Vendors: Resist Pushing Partners Into Security
Solution providers that jump into a market where they have limited expertise can do more harm than good.
By Larry Walsh
Security threats are pervasive and prodigious. Security software vendors are tracking as many as 85,000 new malware threats daily. In 2015, security researchers discovered more than 30 million unique new malware samples in the wild. And tens of millions of data records and user accounts are compromised annually.
No business is immune, as hacks affect companies of all sizes, from Yahoo (500 million compromised accounts in 2016) to Main Street small businesses. The need for security is high, and security spending is growing at nearly triple the rate of the general IT market. By 2020, total security spending will top $75 billion – and it still won’t be enough to stanch the breaches.
Complicating the security equation is a severe security talent shortage. Security unemployment is absolute zero. Security job requisitions are nearly equal to the total unemployment rate in the United States. The shortage is so bad that even bad infosec professionals have job security.
So it seems reasonable for vendors to encourage partners to jump at the expanding security opportunity. And many are doing just that, particularly smaller resellers and managed service providers (MSPs).
My advice: don’t.
Security isn’t a product you just sell. If you misconfigure a server, a customer may temporarily lose access to files. If you misconfigure or poorly deploy a router, you may have unstable connectivity. If you don’t do security right, you could lose everything.
A couple of years ago, The 2112 Group worked with an innovative security start-up that wanted to provide MSPs with a rather valuable security offering. The vendor would provide all the intelligence and direction partners needed to secure their customers and respond to threats. The model should’ve been exceedingly beneficial to downstream customers and, consequently, profitable to partners.
There was just one problem: Deploying the company’s solution required partners to have more than rudimentary security knowledge and skills, and it required them to do more than just issue alerts.
Security isn’t easy, and it’s not for the faint of heart. The average security professional spends years training and honing their skills to understand the underlying codes, the threats facing infrastructure and applications, the attack vectors, the response measures, the strategies for mitigating risk, and the ins and outs of policy management.

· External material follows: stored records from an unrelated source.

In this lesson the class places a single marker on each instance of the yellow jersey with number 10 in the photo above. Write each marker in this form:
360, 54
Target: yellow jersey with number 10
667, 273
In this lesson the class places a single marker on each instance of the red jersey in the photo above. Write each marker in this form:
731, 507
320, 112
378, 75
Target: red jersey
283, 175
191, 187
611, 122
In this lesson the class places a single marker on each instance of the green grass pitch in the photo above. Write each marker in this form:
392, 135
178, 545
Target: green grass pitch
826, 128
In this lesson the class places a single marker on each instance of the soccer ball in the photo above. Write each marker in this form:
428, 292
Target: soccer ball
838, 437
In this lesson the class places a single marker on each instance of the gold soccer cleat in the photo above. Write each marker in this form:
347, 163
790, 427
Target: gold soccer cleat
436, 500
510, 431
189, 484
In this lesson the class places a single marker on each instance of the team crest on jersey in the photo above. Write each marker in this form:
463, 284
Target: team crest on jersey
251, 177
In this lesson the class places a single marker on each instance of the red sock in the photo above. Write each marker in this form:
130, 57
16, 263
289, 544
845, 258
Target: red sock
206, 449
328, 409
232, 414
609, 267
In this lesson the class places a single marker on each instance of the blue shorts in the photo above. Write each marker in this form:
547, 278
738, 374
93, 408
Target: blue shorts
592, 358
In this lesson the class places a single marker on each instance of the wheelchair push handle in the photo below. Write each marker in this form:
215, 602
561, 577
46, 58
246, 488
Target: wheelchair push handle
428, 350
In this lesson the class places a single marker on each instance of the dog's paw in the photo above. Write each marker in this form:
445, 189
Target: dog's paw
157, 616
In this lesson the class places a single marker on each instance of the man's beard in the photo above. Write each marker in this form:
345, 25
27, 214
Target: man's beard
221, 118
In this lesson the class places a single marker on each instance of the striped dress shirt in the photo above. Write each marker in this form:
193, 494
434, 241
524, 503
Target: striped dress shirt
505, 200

Effective security is dependent on the balanced execution of the four Ps:
1. Policy: the requirements, operating parameters, and objectives of a security strategy and program
2. Process: the workflow for executing and managing security policies
3. People: the training and enablement of all IT users in an organization
4. Product: the acquisition, deployment, and management of security technologies
And because of underqualified security resellers and misguided end users, we’ve added a fifth P to the list: prayer. No one security product will solve the risk exposure challenge. Those who don’t know how to build and manage appropriate security systems will need to rely on that fifth P. They’ll need to pray not that their inept systems and support will prevent a breach, but rather that their business will survive when the inevitable breach happens. And breaches will always happen.
Encouraging partners to adopt security and develop security practices isn’t a bad thing, but only in measured tones. Security needs more professionals, and services are the only way to scale the limited resources. But entering the security market requires investment that won’t produce a return immediately; it’ll take time to develop the resources and intellectual capital to provide the value the market needs.
Some security proponents may say partners can enter the security market by hiring the professionals they need to get started. Perhaps that’s true, but, as noted above, competition for those scarce resources is stiff. Security professionals can name their price for salaries and incentives, and that often places regional and local partners out of the running when competing with national organizations with deeper pockets and higher career ladders.
Generalists can participate by acting as scouts for security vendors and professionals. Identifying customers with security needs and referring those end users to professional organizations represents a viable and valuable service opportunity. The generalists gain the benefit of revenue while satisfying customer needs. The security professionals gain business. And the customer gets better protection.
Undoubtedly, the market needs more security professionals who can implement effective risk mitigation systems and services. But vendors should resist pressing neophytes into security, as inept implementation can do more harm than good.